BTW, I made the mistake of giving this poem to my daughter to read while browsing through Borders when I didn't have any tissues in my pocket.


II Nightfall

Forty years, lived or dreamed:
what memories pack them home.
Now the season that seemed
incredible is come.
Father and child, we stand
in time's long-promised land.

Since there's no more to taste
ripeness is plainly all.
Father, we pick our last
fruits of the temporal.
Eighty years old, you take
this late walk for my sake.

Who can be what you were?
Link your dry hand in mine,
my stick-thin comforter.
Far distant suburbs shine
with great simplicities.
Birds crowd in flowering trees,

sunset exalts its known
symbols of transience.
Your passionate face is grown
to ancient innocence.
Let us walk this hour
as if death had no power.

or were no more than sleep.
Things truly named can never
vanish from earth.
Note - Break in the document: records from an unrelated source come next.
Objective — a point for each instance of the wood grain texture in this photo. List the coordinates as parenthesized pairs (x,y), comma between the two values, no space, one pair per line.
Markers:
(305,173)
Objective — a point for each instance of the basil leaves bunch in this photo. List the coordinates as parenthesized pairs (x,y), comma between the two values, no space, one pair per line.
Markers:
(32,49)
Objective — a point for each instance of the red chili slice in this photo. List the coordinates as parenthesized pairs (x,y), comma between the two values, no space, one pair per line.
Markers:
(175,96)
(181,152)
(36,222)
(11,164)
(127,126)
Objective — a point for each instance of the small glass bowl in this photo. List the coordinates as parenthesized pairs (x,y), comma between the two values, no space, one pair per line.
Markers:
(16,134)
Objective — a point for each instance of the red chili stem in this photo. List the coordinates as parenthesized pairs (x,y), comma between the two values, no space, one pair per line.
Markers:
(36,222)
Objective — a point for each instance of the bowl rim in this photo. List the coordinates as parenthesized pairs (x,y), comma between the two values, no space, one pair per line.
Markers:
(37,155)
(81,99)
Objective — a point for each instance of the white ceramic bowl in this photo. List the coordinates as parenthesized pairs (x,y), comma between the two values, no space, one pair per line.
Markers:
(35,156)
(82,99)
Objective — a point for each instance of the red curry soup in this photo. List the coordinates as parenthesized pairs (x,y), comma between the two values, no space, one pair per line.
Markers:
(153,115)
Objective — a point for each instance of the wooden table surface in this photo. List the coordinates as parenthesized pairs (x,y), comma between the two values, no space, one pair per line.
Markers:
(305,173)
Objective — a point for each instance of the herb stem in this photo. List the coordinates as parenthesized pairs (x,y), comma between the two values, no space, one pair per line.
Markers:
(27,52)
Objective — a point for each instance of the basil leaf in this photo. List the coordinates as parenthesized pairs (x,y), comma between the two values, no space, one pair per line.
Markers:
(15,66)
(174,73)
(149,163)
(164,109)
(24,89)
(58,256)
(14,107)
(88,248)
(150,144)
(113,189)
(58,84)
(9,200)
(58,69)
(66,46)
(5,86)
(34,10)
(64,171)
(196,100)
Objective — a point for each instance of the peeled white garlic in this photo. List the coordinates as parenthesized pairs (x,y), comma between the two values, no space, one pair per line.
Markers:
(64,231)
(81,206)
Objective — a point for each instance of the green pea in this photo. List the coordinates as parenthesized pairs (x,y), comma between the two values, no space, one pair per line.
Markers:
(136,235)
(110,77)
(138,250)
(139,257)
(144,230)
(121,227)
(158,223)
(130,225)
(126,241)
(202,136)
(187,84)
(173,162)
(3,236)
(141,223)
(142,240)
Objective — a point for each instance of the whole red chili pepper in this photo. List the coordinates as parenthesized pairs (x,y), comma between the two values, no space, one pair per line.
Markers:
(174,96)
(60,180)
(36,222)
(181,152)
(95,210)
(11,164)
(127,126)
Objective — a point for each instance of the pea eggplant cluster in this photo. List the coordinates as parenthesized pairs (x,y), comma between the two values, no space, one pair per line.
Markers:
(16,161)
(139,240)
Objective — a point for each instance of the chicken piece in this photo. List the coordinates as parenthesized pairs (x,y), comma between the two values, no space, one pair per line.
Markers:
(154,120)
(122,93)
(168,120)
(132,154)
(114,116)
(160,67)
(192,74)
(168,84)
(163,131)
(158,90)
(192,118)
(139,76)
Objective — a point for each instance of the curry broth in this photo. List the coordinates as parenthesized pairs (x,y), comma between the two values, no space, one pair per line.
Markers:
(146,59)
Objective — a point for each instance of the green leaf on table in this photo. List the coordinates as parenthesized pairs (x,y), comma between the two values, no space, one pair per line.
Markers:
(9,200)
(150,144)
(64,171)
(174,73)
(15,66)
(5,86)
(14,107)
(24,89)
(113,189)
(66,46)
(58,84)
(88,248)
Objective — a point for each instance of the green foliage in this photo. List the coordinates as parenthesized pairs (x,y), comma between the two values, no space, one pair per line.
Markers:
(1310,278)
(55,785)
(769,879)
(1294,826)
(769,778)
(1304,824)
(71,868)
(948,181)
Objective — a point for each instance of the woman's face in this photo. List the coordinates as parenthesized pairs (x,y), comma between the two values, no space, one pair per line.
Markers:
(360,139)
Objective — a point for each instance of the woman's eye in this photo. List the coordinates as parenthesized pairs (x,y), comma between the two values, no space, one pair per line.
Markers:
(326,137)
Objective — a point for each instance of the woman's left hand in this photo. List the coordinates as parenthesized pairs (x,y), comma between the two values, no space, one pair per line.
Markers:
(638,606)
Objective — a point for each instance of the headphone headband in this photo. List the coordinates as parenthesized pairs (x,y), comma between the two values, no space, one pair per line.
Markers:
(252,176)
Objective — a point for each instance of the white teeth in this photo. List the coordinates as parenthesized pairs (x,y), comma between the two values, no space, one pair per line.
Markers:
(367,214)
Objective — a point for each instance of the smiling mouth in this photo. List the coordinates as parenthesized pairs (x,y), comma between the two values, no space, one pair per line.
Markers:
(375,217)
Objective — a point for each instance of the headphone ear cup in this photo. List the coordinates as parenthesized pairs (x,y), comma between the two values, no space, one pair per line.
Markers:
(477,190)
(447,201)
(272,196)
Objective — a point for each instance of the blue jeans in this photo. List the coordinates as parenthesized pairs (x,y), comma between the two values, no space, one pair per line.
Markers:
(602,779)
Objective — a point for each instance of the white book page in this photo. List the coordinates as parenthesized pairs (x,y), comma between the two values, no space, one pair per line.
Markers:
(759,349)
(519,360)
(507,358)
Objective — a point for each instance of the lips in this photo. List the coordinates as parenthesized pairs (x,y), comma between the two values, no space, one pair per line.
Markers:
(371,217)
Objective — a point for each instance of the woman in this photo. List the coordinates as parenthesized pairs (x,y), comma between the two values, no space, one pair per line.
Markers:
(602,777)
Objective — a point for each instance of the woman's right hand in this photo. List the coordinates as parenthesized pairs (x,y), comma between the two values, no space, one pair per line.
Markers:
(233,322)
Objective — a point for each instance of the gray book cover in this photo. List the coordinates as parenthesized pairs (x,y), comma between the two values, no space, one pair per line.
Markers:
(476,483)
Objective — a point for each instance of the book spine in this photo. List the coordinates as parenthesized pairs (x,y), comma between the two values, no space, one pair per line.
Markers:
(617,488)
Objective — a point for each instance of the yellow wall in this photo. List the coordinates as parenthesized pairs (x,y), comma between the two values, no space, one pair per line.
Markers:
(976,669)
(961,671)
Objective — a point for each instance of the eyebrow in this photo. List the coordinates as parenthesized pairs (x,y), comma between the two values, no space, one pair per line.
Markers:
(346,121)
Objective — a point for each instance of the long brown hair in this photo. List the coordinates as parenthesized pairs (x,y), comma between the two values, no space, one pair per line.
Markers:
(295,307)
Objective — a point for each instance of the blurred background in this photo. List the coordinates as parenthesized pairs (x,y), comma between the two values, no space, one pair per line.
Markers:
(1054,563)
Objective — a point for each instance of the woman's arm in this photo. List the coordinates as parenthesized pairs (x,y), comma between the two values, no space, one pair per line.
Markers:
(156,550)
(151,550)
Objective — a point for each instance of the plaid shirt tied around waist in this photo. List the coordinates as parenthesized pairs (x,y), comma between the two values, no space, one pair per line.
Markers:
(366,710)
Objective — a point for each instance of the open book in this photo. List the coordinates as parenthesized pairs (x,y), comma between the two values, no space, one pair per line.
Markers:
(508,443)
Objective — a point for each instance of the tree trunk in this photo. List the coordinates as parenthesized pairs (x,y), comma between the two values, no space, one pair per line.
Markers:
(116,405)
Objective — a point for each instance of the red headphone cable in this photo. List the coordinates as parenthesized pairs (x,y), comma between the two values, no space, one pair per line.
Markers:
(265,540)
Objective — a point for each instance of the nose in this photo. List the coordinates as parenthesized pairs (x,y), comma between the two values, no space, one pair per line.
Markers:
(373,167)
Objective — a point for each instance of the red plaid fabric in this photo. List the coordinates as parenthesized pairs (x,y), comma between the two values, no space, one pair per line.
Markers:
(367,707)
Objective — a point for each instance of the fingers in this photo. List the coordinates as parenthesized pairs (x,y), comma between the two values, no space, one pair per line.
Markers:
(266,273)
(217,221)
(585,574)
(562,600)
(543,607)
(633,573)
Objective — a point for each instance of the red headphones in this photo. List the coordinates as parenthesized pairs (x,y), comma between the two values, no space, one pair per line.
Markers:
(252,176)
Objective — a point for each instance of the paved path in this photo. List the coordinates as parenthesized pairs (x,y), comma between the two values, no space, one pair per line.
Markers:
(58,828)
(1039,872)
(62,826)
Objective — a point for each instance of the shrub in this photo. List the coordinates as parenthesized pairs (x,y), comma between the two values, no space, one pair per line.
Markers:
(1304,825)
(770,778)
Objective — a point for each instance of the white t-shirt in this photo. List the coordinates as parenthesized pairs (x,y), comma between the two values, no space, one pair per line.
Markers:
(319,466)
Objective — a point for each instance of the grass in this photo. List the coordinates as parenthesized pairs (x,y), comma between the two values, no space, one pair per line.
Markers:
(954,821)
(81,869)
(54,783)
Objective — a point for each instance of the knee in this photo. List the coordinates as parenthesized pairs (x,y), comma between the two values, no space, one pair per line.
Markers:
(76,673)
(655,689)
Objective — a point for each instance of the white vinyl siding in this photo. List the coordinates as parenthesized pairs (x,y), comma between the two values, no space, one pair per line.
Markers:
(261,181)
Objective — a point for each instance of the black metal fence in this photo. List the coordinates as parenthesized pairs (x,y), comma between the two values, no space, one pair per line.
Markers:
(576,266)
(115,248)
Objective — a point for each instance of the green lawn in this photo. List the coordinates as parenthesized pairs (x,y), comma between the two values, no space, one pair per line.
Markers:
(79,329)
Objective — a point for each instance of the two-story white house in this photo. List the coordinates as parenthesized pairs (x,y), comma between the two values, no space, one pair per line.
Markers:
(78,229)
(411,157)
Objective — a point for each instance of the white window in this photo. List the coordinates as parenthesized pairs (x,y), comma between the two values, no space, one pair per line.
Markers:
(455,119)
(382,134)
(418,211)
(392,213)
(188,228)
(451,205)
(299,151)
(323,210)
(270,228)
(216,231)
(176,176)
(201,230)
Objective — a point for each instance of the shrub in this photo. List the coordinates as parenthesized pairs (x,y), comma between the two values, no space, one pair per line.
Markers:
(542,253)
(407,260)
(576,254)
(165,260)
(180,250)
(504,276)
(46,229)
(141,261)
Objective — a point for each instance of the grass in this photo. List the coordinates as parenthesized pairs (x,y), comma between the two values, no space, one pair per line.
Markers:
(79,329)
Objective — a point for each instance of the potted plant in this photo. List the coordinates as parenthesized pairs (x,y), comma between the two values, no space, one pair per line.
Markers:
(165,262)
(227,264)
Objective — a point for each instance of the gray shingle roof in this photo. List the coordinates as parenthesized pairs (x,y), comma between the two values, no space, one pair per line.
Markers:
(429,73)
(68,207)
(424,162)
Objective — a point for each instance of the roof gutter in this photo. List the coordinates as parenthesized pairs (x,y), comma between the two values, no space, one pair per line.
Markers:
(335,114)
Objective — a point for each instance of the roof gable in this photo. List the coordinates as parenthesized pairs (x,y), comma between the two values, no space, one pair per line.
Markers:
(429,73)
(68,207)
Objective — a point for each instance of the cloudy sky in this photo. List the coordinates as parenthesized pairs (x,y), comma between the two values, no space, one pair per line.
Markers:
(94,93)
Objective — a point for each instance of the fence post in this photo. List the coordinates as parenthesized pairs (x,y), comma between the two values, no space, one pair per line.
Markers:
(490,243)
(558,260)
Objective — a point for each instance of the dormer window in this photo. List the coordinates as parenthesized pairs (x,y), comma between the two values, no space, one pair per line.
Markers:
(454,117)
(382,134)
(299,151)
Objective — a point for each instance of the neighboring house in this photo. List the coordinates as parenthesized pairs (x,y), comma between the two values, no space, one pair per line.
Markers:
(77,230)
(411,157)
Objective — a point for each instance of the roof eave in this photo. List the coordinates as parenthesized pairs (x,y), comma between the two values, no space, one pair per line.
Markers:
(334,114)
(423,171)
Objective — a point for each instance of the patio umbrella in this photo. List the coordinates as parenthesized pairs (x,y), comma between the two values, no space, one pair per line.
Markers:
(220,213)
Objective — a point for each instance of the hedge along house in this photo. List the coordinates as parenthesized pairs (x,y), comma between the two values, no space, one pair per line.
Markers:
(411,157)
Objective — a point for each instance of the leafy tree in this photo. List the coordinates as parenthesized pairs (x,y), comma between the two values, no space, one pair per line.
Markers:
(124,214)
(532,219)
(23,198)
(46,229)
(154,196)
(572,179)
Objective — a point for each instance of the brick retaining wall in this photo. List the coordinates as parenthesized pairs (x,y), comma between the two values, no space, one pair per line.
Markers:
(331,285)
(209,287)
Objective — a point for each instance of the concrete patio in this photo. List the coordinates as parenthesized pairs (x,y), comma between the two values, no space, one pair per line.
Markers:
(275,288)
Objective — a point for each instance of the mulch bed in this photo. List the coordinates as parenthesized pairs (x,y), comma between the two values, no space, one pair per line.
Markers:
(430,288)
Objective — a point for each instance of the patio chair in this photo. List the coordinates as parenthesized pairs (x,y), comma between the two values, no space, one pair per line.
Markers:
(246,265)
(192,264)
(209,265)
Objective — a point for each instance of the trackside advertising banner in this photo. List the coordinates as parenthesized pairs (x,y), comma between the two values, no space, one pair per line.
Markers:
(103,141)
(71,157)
You keep
a child's delight for ever
in birds, flowers, shivery-grass -
I name them as we pass.

"Be your tears wet?" You speak
as if air touched a string
near-breaking point. Your cheek
brushes on mine. Old king
your marvellous journey's done.
Your night and day are one

as you find with your white stick
the path on which you turn
home with the child once quick
to mischief, grown to learn
what sorrows, in the end,
no words, no tears can mend.




[This message has been edited by Mark Allinson (edited January 15, 2005).]